The Queen thanked the security personnel on behalf of the nation after meeting a large number of staff at their headquarters, Thames House in central London.
Sir Andrew Parker, MI5’s director general and head, gave the Queen a tour of the agency’s private museum and showed her artefacts relating to double agents.
She was shown documents which were found in her father's possession at the time of his death, including plans which helped deceive the Nazis over the site of the Second World War D-Day landings.
The Queen said in her speech: “I would like to take my visit here today as an opportunity to thank you all for the tireless work you do to keep our country safe.
“I am always struck by the remarkable resolve with which you carry out your vital role.
“There will no doubt continue to be significant threats and challenges ahead.
“But on each of my visits to MI5, I have been impressed by the way that you have adapted to the changing threats to our nation.

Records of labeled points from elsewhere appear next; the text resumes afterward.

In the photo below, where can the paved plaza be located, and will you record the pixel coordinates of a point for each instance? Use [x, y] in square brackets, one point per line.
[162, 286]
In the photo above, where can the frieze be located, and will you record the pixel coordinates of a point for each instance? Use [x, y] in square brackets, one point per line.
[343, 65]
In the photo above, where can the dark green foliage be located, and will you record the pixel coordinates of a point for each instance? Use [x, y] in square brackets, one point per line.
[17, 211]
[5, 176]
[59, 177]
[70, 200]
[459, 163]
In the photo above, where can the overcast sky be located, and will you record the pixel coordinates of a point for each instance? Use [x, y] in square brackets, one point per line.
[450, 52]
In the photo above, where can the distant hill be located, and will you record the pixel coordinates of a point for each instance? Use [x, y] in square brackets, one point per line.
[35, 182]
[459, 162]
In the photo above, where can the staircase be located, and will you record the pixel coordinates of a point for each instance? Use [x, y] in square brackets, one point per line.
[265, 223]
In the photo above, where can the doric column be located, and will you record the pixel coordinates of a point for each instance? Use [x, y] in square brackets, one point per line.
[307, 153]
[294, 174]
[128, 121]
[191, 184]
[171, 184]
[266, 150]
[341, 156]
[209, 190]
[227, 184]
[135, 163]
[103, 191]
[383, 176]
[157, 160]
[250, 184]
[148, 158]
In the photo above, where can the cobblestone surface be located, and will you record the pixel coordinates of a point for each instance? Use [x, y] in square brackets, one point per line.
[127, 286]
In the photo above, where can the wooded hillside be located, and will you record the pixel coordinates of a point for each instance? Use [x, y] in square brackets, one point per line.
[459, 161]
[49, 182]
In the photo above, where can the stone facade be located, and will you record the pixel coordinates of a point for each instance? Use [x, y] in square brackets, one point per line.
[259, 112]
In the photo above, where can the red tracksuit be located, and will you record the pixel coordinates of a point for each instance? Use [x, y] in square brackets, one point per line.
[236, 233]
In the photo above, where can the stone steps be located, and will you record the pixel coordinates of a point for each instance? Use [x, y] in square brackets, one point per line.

“Whether responding to the threats from the Nazis or the Cold War, domestic terrorism or the cyber sphere, you have always demonstrated the utmost commitment to your motto Regnum Defende (defence of the realm).
“Because of the nature of your work, it is without public recognition, so it is on behalf of the country that I say to you all, thank you.”
The meeting comes after Sir Andrew called on tech companies to create methods which would allow the security services to access the secret, encrypted messages of people suspected of plotting terrorist attacks in the UK.
Speaking to ITV, he said while the real world is regulated and policed, he finds it "mystifying" the same does not apply to cyberspace, calling it "a wild west, unregulated [and] inaccessible to authorities."
On Monday, the Government moved to strongly deny claims that MI5 chiefs do not trust Home Secretary Priti Patel and were limiting intelligence sharing with her.